Dr Hang-Soo Park, staff scientist at the University of Chicago and the study’s lead author, explained the shortcomings of current PCOS treatments that merely manage symptoms without addressing the core issues. Conventional therapies, like oral contraceptives, often fall short in addressing the fertility struggles faced by PCOS patients. Park’s team aims to shift the paradigm from symptom management to tackling the root causes, potentially providing long-term relief and enabling women to conceive if they desire.
The journey towards this innovative treatment began with previous research demonstrating that mesenchymal stem cells (MSCs) possess the ability to secrete factors that could alleviate PCOS symptoms. However, the exact nature of these factors remained elusive until now. The latest study identifies these factors as the EVs themselves.

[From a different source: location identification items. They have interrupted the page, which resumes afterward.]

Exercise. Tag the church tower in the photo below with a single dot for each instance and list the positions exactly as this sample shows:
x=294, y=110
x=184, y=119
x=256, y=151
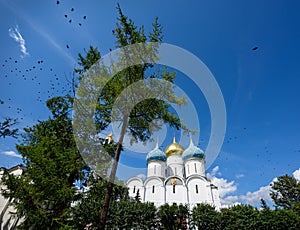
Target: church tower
x=176, y=176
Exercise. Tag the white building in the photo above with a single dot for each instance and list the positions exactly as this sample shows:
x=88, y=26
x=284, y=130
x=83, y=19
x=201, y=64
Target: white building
x=176, y=176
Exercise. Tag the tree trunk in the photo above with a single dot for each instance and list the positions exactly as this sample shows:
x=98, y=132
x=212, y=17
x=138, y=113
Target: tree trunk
x=112, y=176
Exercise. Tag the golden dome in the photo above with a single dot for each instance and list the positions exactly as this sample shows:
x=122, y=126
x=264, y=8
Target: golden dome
x=174, y=149
x=109, y=139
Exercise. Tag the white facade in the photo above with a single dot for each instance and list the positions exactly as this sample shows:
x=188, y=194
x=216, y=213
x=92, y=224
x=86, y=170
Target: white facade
x=175, y=176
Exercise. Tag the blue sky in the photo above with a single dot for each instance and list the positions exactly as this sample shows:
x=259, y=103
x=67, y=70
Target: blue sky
x=260, y=88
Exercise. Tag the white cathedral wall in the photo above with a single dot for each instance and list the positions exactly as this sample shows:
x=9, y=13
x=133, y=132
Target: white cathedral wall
x=154, y=191
x=176, y=195
x=175, y=166
x=199, y=191
x=216, y=197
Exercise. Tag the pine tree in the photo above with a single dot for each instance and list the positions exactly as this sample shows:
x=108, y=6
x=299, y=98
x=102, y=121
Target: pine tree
x=137, y=120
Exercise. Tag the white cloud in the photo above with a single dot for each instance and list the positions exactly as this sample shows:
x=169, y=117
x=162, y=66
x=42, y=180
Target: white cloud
x=296, y=174
x=16, y=35
x=238, y=176
x=254, y=198
x=11, y=153
x=142, y=176
x=225, y=187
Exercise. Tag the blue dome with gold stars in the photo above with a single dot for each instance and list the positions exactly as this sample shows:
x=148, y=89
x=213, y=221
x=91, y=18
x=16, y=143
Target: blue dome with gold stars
x=192, y=152
x=156, y=155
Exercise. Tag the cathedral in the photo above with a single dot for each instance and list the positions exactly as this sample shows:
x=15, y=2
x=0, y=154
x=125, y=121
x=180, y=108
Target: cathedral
x=176, y=176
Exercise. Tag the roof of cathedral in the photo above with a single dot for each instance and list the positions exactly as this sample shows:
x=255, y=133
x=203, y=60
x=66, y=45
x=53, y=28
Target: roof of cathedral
x=192, y=152
x=156, y=155
x=174, y=149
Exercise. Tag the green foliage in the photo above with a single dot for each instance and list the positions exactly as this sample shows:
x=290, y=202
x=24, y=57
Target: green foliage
x=239, y=217
x=204, y=216
x=173, y=217
x=5, y=126
x=43, y=195
x=286, y=192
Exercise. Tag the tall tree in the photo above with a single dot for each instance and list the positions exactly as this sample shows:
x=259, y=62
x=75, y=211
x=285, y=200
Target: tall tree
x=43, y=195
x=286, y=192
x=137, y=120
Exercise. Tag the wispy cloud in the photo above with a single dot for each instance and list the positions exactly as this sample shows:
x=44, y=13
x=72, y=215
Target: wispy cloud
x=239, y=176
x=16, y=35
x=40, y=30
x=11, y=153
x=296, y=174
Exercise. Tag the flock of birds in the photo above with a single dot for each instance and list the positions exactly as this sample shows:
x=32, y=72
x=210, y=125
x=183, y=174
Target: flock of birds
x=11, y=70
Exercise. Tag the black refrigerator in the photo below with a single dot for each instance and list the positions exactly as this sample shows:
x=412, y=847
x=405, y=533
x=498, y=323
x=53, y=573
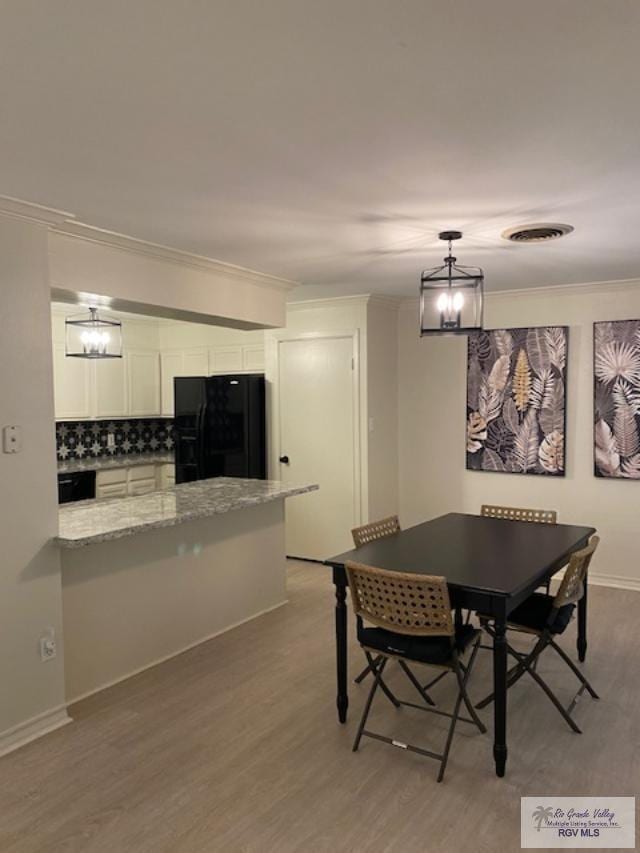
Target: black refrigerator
x=220, y=427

These MSC-derived EVs were found to reduce the activity of genes responsible for the excess production of androgen hormones, a hallmark of PCOS. When injected into mouse models of PCOS, the EVs stabilised metabolic irregularities and even restored ovarian function, offering renewed hope to women struggling with fertility issues.
The researchers believe that the healing observed may be linked to an immune signalling protein called IL-10, known for its anti-inflammatory properties. The EVs could serve as delivery vehicles, enhancing the stability and effectiveness of IL-10 in reducing inflammation and promoting recovery.
EV-based therapy exhibits several advantages over conventional methods. They are more accessible, cost-effective, and safer, with minimal concerns about tumorigenesis or immunogenicity. Clinical trials utilizing EV therapy for reproductive disorders have already gained approval, highlighting the potential for real-world benefits.
Park emphasises that some companies are already producing EVs proven safe in clinical trials, making the eventual production of this therapeutic straightforward once the design is finalised.